What Is Blended Learning? (+Types, Benefits, Examples)
- Published:
- Updated: July 2, 2024
Blended learning has gained tremendous popularity, and learning professionals have lauded its advantages. Blended learning combines the benefits of traditional classroom teaching with emerging technology and online educational resources to make learning more real-time, contextual, and engaging.
The concept of blended learning continues to evolve as we have left the traditional classroom and corporate offices in replace of online learning, remote work, and digital workplaces. Now, learners still have traditional, trainer-led lessons and coaching sessions, but this is blended with self-guided, interactive experiences, provides hands-on training, and enables employees in the flow of work.
In this article, we’ll explore the concept of blended learning, highlight its benefits, and walk you through building a blended learning program for your corporate learning. We’ll also show you how Whatfix enables CIOs, L&D teams, and application owners to accelerate digital transformation by enabling employees with interactive, in-app guidance and blended learning experiences that support them in the context of their daily tasks and workflows.
What Is Blended Learning?
Blended learning combines the best of two training environments – traditional face-to-face learning and eLearning – to meet the evolving needs of modern learners.
Blended learning takes learning outside the walls of the classroom, making it possible to access resources both online and offline. This helps engage all types of learners – both those who learn better in a traditional classroom environment as well as those who work best with semi-autonomous, computer-based training.
While classroom learning offers an opportunity for immediate face-to-face interaction, online learning offers self-paced learning with interactive media such as games, videos, tutorials, quizzes, etc. all accessible from the learner’s home page in a learning management system (LMS).
Types of Blended Learning Models
Here are the five most common types of blended learning frameworks:
In the flipped model, traditional classroom instruction is inverted.

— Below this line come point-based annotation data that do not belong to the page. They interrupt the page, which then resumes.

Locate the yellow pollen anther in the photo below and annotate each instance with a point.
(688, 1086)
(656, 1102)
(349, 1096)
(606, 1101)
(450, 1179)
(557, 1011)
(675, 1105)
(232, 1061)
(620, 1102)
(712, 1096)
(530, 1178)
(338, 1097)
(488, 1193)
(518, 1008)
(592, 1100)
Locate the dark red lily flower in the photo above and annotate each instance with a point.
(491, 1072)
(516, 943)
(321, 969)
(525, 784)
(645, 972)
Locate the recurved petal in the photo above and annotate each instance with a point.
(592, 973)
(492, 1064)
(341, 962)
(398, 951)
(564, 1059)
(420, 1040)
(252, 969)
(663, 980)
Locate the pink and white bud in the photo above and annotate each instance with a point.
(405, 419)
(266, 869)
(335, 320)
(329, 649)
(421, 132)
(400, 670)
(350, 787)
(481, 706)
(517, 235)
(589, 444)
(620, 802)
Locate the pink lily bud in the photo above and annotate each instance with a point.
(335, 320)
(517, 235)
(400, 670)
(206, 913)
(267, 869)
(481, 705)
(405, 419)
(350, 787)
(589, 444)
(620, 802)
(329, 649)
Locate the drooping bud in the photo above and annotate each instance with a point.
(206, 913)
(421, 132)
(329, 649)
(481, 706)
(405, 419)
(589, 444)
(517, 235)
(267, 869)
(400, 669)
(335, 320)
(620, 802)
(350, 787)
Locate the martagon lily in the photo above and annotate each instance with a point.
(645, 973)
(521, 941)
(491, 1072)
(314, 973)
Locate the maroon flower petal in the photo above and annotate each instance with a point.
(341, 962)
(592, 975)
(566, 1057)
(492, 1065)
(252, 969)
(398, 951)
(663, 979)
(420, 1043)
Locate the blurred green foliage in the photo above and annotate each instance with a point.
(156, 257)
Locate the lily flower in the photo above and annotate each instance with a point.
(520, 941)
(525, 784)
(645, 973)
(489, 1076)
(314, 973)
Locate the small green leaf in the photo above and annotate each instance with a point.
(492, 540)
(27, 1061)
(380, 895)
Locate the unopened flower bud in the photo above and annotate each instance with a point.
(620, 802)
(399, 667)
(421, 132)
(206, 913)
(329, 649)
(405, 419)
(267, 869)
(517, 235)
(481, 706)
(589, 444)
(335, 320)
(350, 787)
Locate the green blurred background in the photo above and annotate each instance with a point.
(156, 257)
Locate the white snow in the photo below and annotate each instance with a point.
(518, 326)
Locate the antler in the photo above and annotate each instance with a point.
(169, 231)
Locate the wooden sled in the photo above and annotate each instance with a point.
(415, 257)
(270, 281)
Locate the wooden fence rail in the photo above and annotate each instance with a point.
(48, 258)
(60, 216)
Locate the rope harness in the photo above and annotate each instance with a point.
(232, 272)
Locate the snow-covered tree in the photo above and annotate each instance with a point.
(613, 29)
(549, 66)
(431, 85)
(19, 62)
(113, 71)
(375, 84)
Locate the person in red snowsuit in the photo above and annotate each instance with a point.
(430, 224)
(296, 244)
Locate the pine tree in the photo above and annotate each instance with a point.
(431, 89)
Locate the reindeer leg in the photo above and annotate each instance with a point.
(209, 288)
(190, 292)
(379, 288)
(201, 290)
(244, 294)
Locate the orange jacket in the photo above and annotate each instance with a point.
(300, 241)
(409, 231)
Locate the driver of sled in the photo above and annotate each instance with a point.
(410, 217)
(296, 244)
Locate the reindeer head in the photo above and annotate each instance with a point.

Learners first encounter the instructional content outside of class, typically through video lectures, readings, or online modules. Then, in-class time is dedicated to active learning activities, discussions, group projects, and exercises that reinforce and apply the pre-learned material.
The flipped model allows for more personalized and interactive learning during face-to-face sessions and provides students with the flexibility to learn at their own pace.
The face-to-face driver blended learning model is the closest to traditional classroom training, as most of the training takes place in a classroom setting under the guidance of an instructor. This approach offers individual, personalized support to learners who are struggling to grab the new concepts or are falling behind the training curriculum.
In the rotational model, learners rotate between different learning modalities, such as face-to-face instruction, online activities, small-group discussions, and independent study. These rotations can be on a fixed schedule (e.g., daily or weekly) or based on learners’ progress. It offers flexibility and caters to various learning styles, allowing employees to work in the modality that best suits their needs at a particular time.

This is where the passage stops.